Aktion von 12 Organisation auf der Grünen Straße für geschütztes Radeln in Dortmund
Teddy demonstrierte für Pop-up Radstreifen

Auch mit Plüschtieren wird für sicheres Radfahren demonstriert.
  • Auch mit Plüschtieren wird für sicheres Radfahren demonstriert.
  • Foto: Tobias Hermesmeyer
  • hochgeladen von M Hengesbach

Der BUND hat mit dem ADFC, VCD, Aufbruch Fahrrad und acht weiteren Verbänden in einem offenen Brief an den Oberbürgermeister Pop-Up-Bike-Lanes gefordert. Gemeint sind temporäre Radwege während der Corona-Krise, anschließend in dauerhafte Radwege umgewandelt werden könnten.

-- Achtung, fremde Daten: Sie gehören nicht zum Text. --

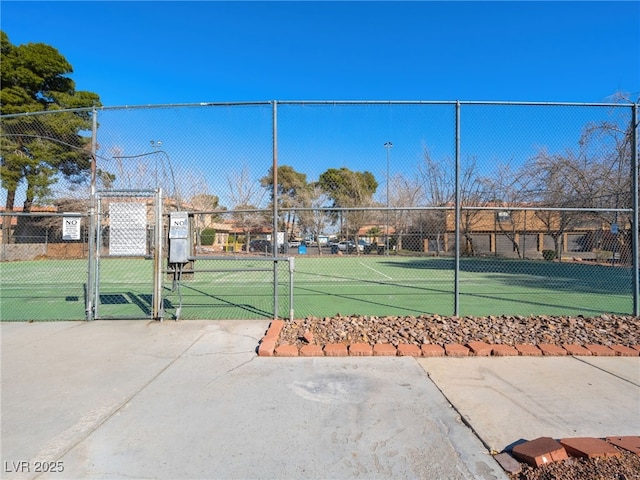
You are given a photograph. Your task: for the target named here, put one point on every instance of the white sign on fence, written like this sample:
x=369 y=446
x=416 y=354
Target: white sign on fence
x=71 y=227
x=127 y=229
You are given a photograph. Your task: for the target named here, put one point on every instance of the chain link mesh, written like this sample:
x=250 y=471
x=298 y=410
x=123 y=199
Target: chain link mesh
x=366 y=208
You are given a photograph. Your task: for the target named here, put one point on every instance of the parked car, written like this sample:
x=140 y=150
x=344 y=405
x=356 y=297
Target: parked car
x=258 y=246
x=347 y=246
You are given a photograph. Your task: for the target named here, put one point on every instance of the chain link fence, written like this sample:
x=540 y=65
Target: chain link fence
x=382 y=208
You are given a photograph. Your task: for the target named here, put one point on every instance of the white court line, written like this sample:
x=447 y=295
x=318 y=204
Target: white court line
x=378 y=272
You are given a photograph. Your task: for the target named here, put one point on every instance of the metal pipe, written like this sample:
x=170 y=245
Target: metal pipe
x=274 y=240
x=157 y=312
x=388 y=146
x=634 y=224
x=456 y=287
x=91 y=273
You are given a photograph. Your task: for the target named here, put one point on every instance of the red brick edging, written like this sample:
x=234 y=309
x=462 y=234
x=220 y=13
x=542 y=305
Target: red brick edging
x=267 y=348
x=545 y=450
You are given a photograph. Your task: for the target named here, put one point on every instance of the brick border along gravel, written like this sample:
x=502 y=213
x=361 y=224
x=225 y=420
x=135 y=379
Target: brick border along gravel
x=436 y=336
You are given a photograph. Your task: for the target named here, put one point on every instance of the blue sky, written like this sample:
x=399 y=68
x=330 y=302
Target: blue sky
x=172 y=52
x=163 y=52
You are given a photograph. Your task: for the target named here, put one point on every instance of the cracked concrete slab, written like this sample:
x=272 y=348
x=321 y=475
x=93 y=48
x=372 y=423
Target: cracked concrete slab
x=506 y=399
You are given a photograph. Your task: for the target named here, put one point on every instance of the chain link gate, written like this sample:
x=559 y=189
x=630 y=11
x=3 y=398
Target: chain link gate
x=127 y=260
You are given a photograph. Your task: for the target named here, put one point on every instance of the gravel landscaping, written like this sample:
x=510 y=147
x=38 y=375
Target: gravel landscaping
x=436 y=329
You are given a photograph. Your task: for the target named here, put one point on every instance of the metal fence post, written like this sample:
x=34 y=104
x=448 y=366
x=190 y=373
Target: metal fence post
x=90 y=314
x=274 y=239
x=158 y=311
x=634 y=225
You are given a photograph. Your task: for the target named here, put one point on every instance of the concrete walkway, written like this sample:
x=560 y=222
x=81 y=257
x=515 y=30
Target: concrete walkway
x=192 y=400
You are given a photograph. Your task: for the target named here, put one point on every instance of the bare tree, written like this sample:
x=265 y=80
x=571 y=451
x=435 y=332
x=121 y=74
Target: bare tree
x=439 y=183
x=316 y=220
x=405 y=193
x=246 y=197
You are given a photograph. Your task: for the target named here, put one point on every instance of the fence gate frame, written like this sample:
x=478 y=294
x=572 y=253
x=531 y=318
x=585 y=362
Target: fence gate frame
x=154 y=251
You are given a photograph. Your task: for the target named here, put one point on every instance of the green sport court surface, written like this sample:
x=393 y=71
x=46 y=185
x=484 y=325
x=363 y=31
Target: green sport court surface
x=44 y=290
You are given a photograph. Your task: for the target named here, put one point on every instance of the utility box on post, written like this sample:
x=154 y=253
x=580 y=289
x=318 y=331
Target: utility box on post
x=179 y=237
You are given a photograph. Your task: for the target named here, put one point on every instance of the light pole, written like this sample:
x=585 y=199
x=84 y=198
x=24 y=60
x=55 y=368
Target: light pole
x=388 y=146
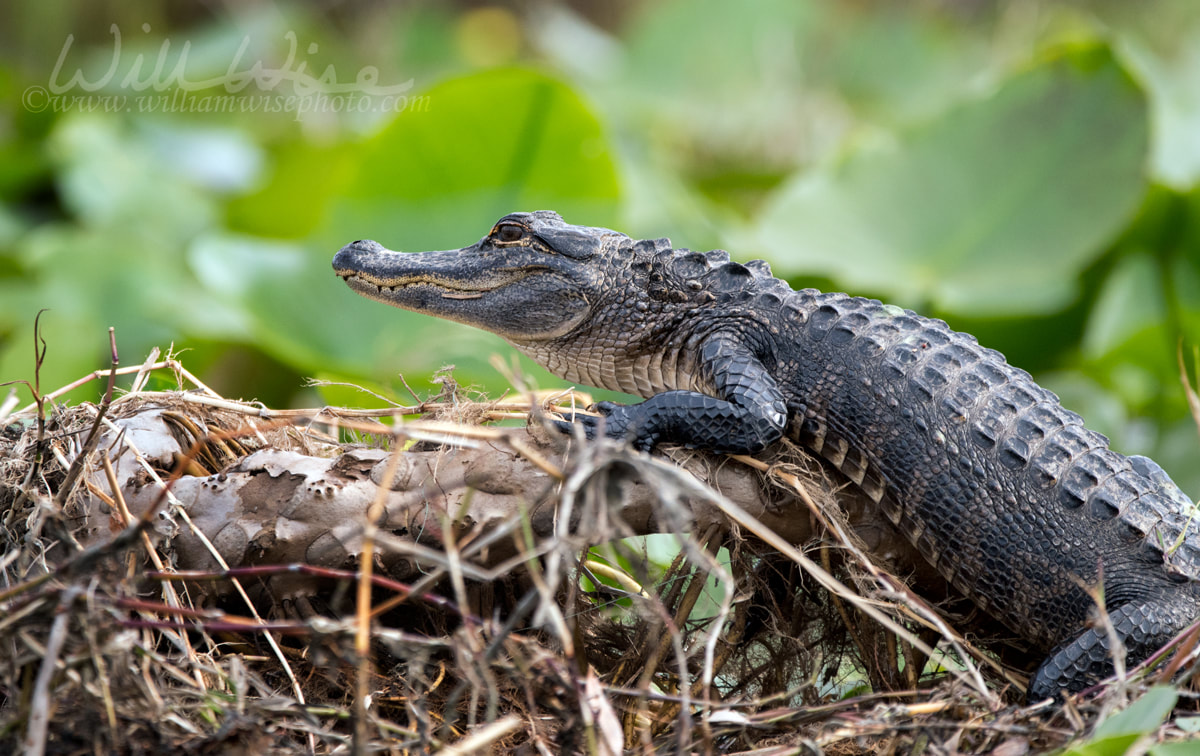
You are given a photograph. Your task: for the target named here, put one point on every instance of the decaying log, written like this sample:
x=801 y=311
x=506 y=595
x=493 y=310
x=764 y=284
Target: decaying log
x=282 y=507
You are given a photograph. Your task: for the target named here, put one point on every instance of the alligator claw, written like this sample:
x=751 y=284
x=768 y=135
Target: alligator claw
x=613 y=418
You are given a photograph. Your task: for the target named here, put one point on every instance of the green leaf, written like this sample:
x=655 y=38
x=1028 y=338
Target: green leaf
x=1188 y=724
x=473 y=149
x=1171 y=75
x=438 y=177
x=1188 y=748
x=994 y=208
x=1144 y=715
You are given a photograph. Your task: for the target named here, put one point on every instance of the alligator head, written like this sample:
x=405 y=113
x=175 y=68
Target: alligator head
x=588 y=304
x=532 y=279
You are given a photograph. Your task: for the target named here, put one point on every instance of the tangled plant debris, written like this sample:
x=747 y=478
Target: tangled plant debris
x=226 y=576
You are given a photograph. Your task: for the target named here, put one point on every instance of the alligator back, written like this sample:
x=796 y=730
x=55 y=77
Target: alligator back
x=1000 y=487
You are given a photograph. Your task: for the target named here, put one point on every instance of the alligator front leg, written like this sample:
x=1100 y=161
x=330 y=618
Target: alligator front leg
x=1143 y=627
x=747 y=413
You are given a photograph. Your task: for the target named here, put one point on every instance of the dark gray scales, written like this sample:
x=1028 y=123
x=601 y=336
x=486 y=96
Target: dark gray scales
x=1000 y=487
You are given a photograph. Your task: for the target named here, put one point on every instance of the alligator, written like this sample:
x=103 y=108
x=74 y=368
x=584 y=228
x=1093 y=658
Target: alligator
x=999 y=486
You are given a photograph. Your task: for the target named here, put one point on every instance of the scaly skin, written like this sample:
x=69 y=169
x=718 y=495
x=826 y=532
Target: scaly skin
x=1000 y=487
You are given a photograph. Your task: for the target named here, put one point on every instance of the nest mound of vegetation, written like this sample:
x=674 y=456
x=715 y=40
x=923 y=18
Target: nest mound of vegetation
x=185 y=571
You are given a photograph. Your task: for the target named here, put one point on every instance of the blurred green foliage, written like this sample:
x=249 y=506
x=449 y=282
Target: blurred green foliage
x=1026 y=171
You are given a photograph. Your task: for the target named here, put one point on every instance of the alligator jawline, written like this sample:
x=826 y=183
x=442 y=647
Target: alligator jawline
x=447 y=289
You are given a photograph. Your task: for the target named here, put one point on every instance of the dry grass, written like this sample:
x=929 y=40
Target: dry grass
x=745 y=643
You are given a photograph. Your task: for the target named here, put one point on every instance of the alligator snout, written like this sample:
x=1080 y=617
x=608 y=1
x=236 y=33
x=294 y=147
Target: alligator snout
x=347 y=257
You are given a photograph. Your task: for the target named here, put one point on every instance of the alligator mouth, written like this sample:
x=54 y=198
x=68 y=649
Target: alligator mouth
x=445 y=288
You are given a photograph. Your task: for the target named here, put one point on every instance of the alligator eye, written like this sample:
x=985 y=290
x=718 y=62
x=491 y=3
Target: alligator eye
x=509 y=232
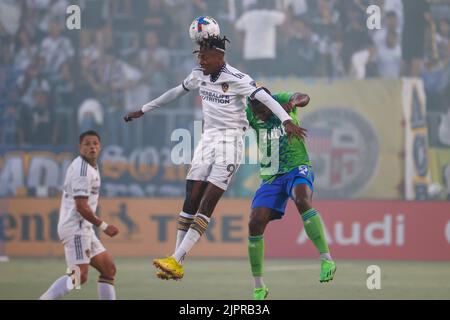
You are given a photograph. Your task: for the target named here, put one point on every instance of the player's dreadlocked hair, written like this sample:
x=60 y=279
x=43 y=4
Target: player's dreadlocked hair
x=213 y=42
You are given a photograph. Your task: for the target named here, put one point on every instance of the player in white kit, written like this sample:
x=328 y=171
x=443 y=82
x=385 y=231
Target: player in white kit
x=75 y=226
x=223 y=90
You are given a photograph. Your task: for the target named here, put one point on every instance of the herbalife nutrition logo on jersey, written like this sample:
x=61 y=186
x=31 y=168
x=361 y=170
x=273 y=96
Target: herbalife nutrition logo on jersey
x=229 y=146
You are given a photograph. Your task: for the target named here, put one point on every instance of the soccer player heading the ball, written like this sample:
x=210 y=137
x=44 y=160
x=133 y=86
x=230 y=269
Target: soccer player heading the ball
x=217 y=157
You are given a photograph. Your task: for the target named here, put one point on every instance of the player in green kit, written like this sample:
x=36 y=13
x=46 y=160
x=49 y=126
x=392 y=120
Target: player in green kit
x=286 y=173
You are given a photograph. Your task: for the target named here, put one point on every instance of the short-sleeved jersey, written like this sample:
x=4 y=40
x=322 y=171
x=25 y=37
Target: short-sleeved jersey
x=82 y=180
x=223 y=96
x=290 y=156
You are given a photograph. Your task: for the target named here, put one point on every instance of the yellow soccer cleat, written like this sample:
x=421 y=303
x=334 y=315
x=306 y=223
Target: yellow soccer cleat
x=171 y=266
x=165 y=276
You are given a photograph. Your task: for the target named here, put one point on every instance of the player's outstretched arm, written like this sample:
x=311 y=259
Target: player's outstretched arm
x=291 y=128
x=298 y=99
x=165 y=98
x=86 y=212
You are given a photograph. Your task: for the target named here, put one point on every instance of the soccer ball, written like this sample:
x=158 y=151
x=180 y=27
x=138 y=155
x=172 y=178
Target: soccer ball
x=202 y=28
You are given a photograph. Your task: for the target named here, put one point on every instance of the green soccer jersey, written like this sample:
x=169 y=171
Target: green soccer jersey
x=277 y=155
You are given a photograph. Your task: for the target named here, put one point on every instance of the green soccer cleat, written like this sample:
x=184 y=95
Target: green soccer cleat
x=260 y=293
x=327 y=270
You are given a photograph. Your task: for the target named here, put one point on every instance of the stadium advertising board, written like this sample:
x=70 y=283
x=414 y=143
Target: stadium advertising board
x=391 y=230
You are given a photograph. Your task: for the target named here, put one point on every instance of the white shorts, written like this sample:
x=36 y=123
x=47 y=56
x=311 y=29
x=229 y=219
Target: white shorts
x=80 y=248
x=217 y=157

„Der Antrag zur sofortigen Einrichtung der Pop-Up-Bike-Lanes ist leider nur purer Aktionismus, der nicht nachhaltig ist", erklärte Hendrik Berndsen (SPD), im Ausschuss für Bauen, Verkehr und Grün, warum seine Fraktion dies ablehnte. „Wir sind enttäuscht von der Entscheidung“, sagt Mara Kammermeier von Aufbruch Fahrrad Dortmund, denn andere Städte seien da schon weiter. So habe Stuttgart bereits den ersten Streifen angelegt, Nürnberg werde folgen und München werde schon am Montag damit beginnen, gleich fünf solcher Streifen zu installieren. „5:0 für die Bayern – das ist natürlich bitter für alle Dortmunder“, meint Kammermeier.

Und obwohl Dortmund vorerst keinen einzigen Pop-up-Streifen bekommt, zeigte Adrian Pietsch von Aufbruch Fahrrad an der vielbefahrenen Grüne Straße, zwischen Kurfürsten- und Schützenstraße, wei ein Pop-up-Radfahrstreifen, das Radfahren sicherer machen könnte. Ein Fahrstreifen wurde durch Leitkegel, Pappschilder, Pflanzen und Teddys von der Fahrbahn getrennt.

Der Ort für die angemeldete Demonstration war kein Zufall. Im Dezember hat der Rat beschlossen, Dortmund zur Fahrradstadt zu machen und die Qualität der Radwege zu verbessern. Veränderungen sollen teilweise „im Rahmen provisorischer Maßnahmen erprobt“ werden. Als erster Anwendungsfall wurde der Straßenzug Treib-/Grüne Straße/Steinstraße genannt.

„Der Straßenzug ist der ideale Ort für einen geschützten Radfahrstreifen“, meint Peter Fricke von Aufbruch Fahrrad und VeloCityRuhr. Solche Lösungen seien sinnvoll, weil sie angstfreies Radfahren auch für Kinder und Ungeübte ermöglichen. Und ein Pop-up-Streifen sei eine ausgezeichnete Möglichkeit, so einen geschützten Radfahrstreifen zu testen. Für provisorische Radfahrstreifen warb eine Demonstration in der City, die sichereres Radfahren auch für Kinder fordert.